The building, a former church community hall, is expected to be bought by the German Red Cross (DRK) in the next few days and turned into a hospice for dying people by spring 2013.
Speaking to Die Welt newspaper, Harald Krüger, head of the local DRK office, described the location as “ideal.”
“It’s a pure, very beautiful, very well-kept residential area,” he added. “It is an environment in which people should spend their last days.”
But local residents are unhappy, fearing that the hospice will affect property values, and have asked for a fence to hide the building.
“The issue of death is not directly addressed,” said local pastor Hella Lemke. “But I think that is behind (the opposition).”
The DRK has no legal obstacles to the construction, but Krüger is determined to keep the relationship with the neighbours positive.
“We want to get on with the people we have as neighbours,” he told Die Welt. “That’s why we’re looking for solutions to the problems and fears. For example, we can make sure that no mortuary vans come by when children are playing in the road or people are sitting down to their dinner.”

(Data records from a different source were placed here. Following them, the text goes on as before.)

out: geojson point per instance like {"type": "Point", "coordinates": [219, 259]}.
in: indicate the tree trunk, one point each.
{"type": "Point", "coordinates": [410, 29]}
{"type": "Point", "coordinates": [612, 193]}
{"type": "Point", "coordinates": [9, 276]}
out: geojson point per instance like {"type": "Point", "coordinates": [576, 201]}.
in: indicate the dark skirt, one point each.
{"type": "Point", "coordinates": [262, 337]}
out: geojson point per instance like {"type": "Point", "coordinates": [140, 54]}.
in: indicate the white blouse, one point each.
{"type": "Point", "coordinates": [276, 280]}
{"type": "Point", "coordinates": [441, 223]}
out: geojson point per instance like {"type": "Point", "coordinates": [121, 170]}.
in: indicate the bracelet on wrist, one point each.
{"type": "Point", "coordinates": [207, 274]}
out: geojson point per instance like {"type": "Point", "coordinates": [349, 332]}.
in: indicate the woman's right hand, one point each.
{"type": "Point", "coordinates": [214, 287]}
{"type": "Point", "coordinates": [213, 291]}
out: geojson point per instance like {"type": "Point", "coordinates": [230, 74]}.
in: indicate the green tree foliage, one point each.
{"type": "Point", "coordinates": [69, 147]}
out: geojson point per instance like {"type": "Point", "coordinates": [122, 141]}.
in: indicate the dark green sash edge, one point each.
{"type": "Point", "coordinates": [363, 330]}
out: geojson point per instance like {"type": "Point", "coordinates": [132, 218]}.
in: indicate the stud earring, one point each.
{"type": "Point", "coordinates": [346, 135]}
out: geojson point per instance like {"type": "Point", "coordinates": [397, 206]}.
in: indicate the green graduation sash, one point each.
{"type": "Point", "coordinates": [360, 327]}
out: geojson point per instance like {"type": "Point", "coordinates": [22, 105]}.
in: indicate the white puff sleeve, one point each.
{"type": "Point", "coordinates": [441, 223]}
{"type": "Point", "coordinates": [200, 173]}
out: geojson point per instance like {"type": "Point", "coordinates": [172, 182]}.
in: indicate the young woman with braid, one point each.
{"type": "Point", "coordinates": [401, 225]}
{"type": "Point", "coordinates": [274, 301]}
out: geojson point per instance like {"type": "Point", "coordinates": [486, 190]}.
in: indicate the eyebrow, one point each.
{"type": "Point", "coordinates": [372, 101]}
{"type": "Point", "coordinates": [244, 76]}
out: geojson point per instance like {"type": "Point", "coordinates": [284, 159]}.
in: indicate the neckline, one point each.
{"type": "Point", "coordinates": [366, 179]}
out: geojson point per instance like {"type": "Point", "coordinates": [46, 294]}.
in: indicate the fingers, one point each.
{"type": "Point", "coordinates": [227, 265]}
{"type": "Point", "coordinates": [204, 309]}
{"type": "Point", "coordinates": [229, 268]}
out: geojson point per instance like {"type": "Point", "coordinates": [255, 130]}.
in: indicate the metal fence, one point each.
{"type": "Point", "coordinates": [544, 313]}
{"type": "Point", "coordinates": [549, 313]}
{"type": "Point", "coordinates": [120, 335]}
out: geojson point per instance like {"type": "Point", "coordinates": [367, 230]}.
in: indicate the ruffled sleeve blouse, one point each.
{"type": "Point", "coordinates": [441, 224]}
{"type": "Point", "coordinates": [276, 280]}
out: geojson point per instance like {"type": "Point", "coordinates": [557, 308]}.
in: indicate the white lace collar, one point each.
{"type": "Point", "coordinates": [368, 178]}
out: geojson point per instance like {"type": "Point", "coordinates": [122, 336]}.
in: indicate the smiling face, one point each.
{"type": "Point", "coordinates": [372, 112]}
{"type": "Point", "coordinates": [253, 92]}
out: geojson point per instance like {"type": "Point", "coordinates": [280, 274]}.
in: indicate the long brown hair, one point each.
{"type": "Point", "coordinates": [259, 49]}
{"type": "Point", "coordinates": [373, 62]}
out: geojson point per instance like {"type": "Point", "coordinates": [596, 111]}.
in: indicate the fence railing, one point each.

Many in the local community are reluctant to express their criticism openly. One local, who declined to be named, told the paper, “It’s not exactly nice.”
“Once the hospice is there, life will soon go back to normal,” promised Krüger. “It’s not as if there will be a grave site there, but a house where people will live and have a quality of life they couldn’t have at home.”
He also said that while he thinks most locals will come to accept the hospice at the end of their road, “there will be a few left who we won’t be able to reach.”